Doctors don’t know when their painkiller patients overdose, and 91% of overdose survivors keep getting prescriptions for those addictive drugs as a result, according to a medical records survey published on Monday.

Doctors in the U.S. write more than 200 million prescriptions for opioid drugs such as oxycodone and hydrocodone every year, amid a painkiller addiction epidemic. Overdoses are one result, killing around 17,000 people with prescriptions for the drugs yearly, out of some 300,000 total overdoses nationwide.

The new analysis of 2,800 prescription opioid overdose survivors found that most of those patients keep getting prescribed opioid painkillers, despite an overdose, and usually by the same doctor. Around two-thirds resumed their prescription within a month of their overdose, and some 9% to 17% of those patients went on to have another overdose in the next two years.

“This kind of risk is way too great to continue prescribing,” study lead author Marc Larochelle of Boston Medical Center told BuzzFeed News. “There has to be a way for an alarm bell to go off when an overdose happens for doctors.”

In a commentary accompanying the study, addiction treatment expert Jessica Gregg of Central City Concern, a nonprofit social service agency in Portland, Oregon, said the findings were “astonishing” and called for changes in reporting and treatment of overdose patients. Otherwise, she said, “patients will continue to suffer — and even die — and physicians will continue to believe they are powerless to stop it.”

The researchers sampled patients from all 50 states aged 18 to 65 who belonged to major health plans, and excluded cancer patients and illicit drug users. The study also didn’t include veterans or people on Medicaid, who are at even higher risk for opioid addiction, instead only counting typical chronic pain patients.

“These are the people who are supposed to be getting the best health care and we still aren’t treating them like we should,” Larochelle said.

“I’m saddened but not surprised by the results,” Gail D’Onofrio, chair of emergency medicine at Yale University, told BuzzFeed News.

Most alarming, she said, was the report that more than half of the patients in the study were also receiving benzodiazepine drugs such as Valium, commonly given for anxiety, which she said can lead to fatal overdoses in combination with opioids. “You have to worry that different doctors are prescribing the different drugs and there is a misunderstanding of the consequences.”

The study underlined the need for careful weaning of people off opioids after an overdose, both D’Onofrio and Larochelle said. Even among patients who didn’t continue their prescription, 8% would have another overdose within two years from illicit use, the researchers said. “You can’t just cut addicted people off from the drug and not treat them,” Larochelle said.

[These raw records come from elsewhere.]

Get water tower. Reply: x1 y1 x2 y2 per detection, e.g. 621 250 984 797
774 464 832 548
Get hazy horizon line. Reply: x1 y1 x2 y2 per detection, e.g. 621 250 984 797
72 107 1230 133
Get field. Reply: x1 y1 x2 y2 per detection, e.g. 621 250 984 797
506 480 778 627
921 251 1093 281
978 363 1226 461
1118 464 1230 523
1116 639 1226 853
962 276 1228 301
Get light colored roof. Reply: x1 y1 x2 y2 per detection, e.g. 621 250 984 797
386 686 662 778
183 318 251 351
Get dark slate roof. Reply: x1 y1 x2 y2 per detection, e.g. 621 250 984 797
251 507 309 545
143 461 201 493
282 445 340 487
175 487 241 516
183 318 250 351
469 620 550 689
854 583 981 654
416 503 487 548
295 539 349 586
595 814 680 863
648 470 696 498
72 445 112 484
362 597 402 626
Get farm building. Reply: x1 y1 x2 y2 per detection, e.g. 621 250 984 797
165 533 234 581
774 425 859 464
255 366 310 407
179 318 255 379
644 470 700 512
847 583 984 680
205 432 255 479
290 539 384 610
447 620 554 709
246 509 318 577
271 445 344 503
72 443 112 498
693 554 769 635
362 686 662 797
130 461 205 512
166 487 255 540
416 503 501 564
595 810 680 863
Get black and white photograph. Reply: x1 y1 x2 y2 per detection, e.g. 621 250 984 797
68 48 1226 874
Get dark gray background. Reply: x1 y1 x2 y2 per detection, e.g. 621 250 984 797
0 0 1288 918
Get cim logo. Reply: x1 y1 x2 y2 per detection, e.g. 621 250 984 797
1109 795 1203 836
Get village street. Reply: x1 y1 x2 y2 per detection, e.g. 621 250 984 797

Insurance companies could alert doctors with medical records to overdoses, catching cases in emergency rooms they would otherwise miss, the study suggested.

“We need better training for prescribing these drugs,” Larochelle said. “Treating pain is really difficult. It gets at the heart of why people become doctors, to relieve suffering and to heal people. So it is hard for doctors not to prescribe something when people come to them in pain.”